Le Parlement réuni en congrès à Versailles a inscrit lundi par 828 voix contre 26 l'abolition de la peine de mort dans la Constitution.
Ce texte, le plus consensuel des trois révisions constitutionnelles à l'ordre du jour, a été approuvé par tous les groupes de l'Assemblée nationale et du Sénat.
Cette révision constitutionnelle "revêt une portée symbolique et morale considérable", a déclaré Robert Badinter, qui avait présenté en 1981 le projet de loi sur l'abolition de la peine de mort. "Nous accomplissons le voeu de Victor Hugo en 1848, l'abolition pure, simple, irréversible", a lancé le ministre de la Justice de François Mitterrand, applaudi debout par l'ensemble des députés et sénateurs.
Saluant "l'aboutissement du long combat mené en France par tant de hautes consciences", le sénateur des Hauts-de-Seine a remercié le président Jacques Chirac, qui avait voté l'abolition en 1981, et rendu hommage au "courage" et à la "volonté politique" de son prédécesseur François Mitterrand, qui avait décidé de supprimer la peine capitale.
Robert Badinter a estimé que ce vote devait renforcer la mobilisation pour l'abolition universelle de la peine de mort. Il a ainsi souhaité que la France "soutienne l'action de la présidence allemande de l'Union européenne et du Parlement européen qui viennent de demander la mise en place d'un moratoire universel sur les exécutions capitales" et plaidé pour une "trêve olympique" à l'occasion des jeux de Pékin en 2008. Il a aussi appelé à la mobilisation pour sauver les quatre infirmières bulgares et le médecin palestinien condamnés à mort en Libye.
"Tant que dans ce monde on pendra, décapitera, empoisonnera, lapidera, suppliciera, tous ceux qui considèrent le droit à la vie comme un absolu moral ne doivent pas connaître de répit (...) La peine de mort est vouée à disparaître de ce monde. Comme la torture, elle est une honte pour l'humanité", a lancé l'ancien ministre de la Justice.
Le projet de loi constitutionnelle insère dans l'article 66 de la Constitution un premier alinéa qui stipule que "nul ne peut être condamné à la peine de mort". Cette réforme a été voulue par Jacques Chirac pour rendre irréversible l'abolition de la peine de mort, effective depuis la loi du 9 octobre 1981. En inscrivant l'interdiction de la peine capitale dans sa Constitution, la France rejoint les 16 pays européens qui l'ont précédée et devient le 45e Etat au monde à avoir accompli cette démarche.

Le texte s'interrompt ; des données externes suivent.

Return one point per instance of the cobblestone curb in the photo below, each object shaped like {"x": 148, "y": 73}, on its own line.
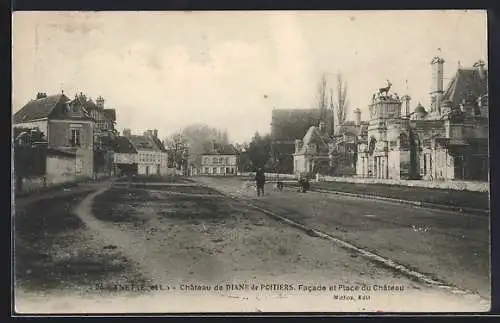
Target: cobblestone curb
{"x": 414, "y": 203}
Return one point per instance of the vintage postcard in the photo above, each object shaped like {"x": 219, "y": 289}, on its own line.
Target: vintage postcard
{"x": 266, "y": 161}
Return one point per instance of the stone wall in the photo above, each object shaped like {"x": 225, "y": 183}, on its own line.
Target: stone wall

Grâce à cette révision constitutionnelle, la France va pouvoir ratifier le deuxième protocole facultatif au pacte international relatif aux droits civils et politiques des Nations unies, adopté le 15 décembre 1989, et le protocole européen abolissant la peine de mort en toutes circonstances.
Le Premier ministre Dominique de Villepin a salué une "décision historique" qui permet à la France de "réaliser un progrès majeur dans son combat en faveur de l'abolition universelle de la peine de mort".